Vorurteilen begegnen

„Wir freuen uns sehr, dass die Ausstellung bisher so ein positives Echo erfahren hat und wir nun die Möglichkeit bekommen, sie erneut auszustellen. Hierdurch ist es uns möglich, ein noch größeres Publikum für diese wichtige Thema zu sensibilisieren. Wohnungslosigkeit ist leider ein Thema, das in der Mitte der Gesellschaft angekommen ist. Die Ursachen für Wohnungslosigkeit sind äußerst vielschichtig und es ist wichtig, Vorurteilen zu begegnen. Wir danken der Stadtbibliothek im HP8 sehr für die Möglichkeit, die Ausstellung erneut an so einem zentralen Ort zu präsentieren“, erklärt Michael Auer, Mitglied der Geschäftsleitung des kmfv.
„In vielen unserer Stadtbibliotheken haben wir Zulauf von Menschen ohne feste Bleibe, genauso auch in der Stadtbibliothek im HP8. Diese Menschen kommen oft täglich über mehrere Stunden. Manche von ihnen bringen etwas mehr Gepäck mit als andere – buchstäblich und auch im übertragenen Sinn“, ergänzt Carolin Becker, Leiterin der Zentralbibliothek. „Mit der Ausstellung wollen wir unserer gesellschaftlichen Verantwortung gerecht werden“, so Becker.

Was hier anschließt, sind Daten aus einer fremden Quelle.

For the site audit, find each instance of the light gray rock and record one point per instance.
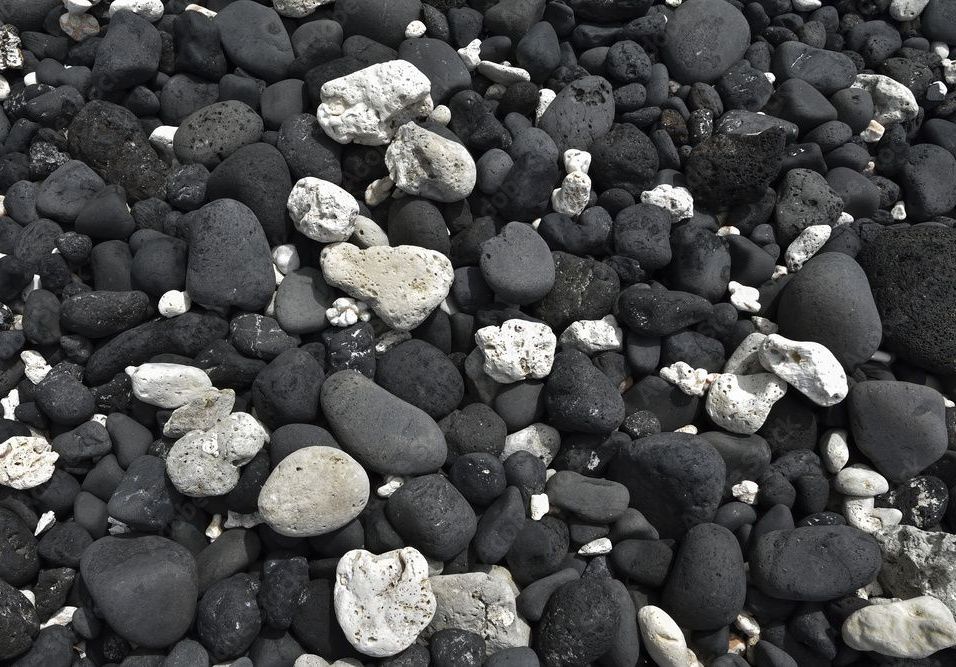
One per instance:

Gemeinsam mit dem Bibliotheksteam und dem Münchner Netzwerk Wohnungslosenhilfe ist es dem kmfv gelungen, ein spannendes Begleitprogramm zu entwickeln:

  • Mi, 4. Februar, 18 Uhr: Ausstellungseröffnung und Impulsvortrag „Digitale Wundversorgung: Wie KI die Wohnungslosenhilfe revolutioniert”
    Über eine Million Menschen in Deutschland leiden unter chronischen, nicht heilenden Wunden wie diabetischen Fußwunden. Auch Menschen in prekären Lebensverhältnissen, die gleichzeitig oft einen erschwerten Zugang zu medizinischer Versorgung haben, gehören oft dazu. Durch KI-gestützte Wundversorgung kann ihnen nun besser und effektiver geholfen werden. Vortrag mit Dr. Thomas Beutner, Facharzt für Allgemeinmedizin und Arzt der Arztpraxis für Wohnungslose sowie der Münchner Straßenambulanz.
  • Di, 24. Februar, 18 Uhr: „Investition Mensch: Wie Wohnungslosenhilfe gesellschaftlichen Mehrwert schafft”
    Im Rahmen einer moderierten Podiumsdiskussion wird die Relevanz der Wohnungslosenhilfe für die Münchner Stadtgesellschaft in den Fokus gestellt. Dabei wird beleuchtet, welchen wichtigen Beitrag die bestehenden Angebote für das soziale Miteinander in München leisten und wie sehr Stadt und Gesellschaft von einer verlässlichen und gut ausgestatteten Wohnungslosenhilfe profitieren. Organisiert wird die Veranstaltung durch das Münchner Netzwerk Wohnungslosenhilfe.